Cold, strong winds from the sea and dampness make living here very far from comfortable; the soil here is scarce and rocky. For a long time, the islands bred goats and sheep, cultivated fields – and because of the small number of horses farmers put in carts and ploughs of oxen, and the poorest, who have no livestock in the farm themselves drag ploughs through the fields.
However, the main source of food for the islanders was and remains fishing: Archmaester Hake, himself a native of the islands, claimed that on the islands seven out of ten families are fishermen. Even in the centuries of the greatest military power of the islands, when slaves worked in the fields and mines, it was believed that free people have two worthy occupations: fishing and war.

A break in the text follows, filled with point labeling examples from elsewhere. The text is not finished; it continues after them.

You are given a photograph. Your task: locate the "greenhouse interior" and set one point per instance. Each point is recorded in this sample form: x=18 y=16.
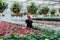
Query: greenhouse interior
x=29 y=19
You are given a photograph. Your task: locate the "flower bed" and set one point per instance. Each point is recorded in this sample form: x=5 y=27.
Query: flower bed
x=15 y=32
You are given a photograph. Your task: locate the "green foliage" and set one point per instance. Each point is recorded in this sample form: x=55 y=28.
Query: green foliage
x=59 y=9
x=53 y=11
x=12 y=36
x=16 y=5
x=3 y=5
x=41 y=8
x=32 y=6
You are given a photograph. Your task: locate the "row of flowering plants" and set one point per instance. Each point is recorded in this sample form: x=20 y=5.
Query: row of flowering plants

Since ancient times, the ideal image of a man and a warrior for the islanders was not a noble knight, but a brave raider, who goes to the “green lands” and returns with prey. Those who went on a raid in the autumn for provisions ate everything, while the one who stayed at home and tried to grow the last harvest and in the long winters often starved. The islands were also in dire need of a forest for ships, which were cut down and carried from the mainland. Priests of the Drowned God forbade the ironborn to attack their own kind and rob each other, but the inhabitants of the “green lands” were another thing: in the past centuries, the ironborn for the most times brought to the islands captured slaves to work in the fields and in the mines. They especially appreciated literate scribes, artisans, and beautiful young women. The last raiders took in “salt wives” in addition to the only free-born “stone” wife. From these times came the custom of the “iron price”: so, the warrior can wear only those jewelry, such as rings, which he obtained with “iron” as a military trophy, but did not buy from traders for gold.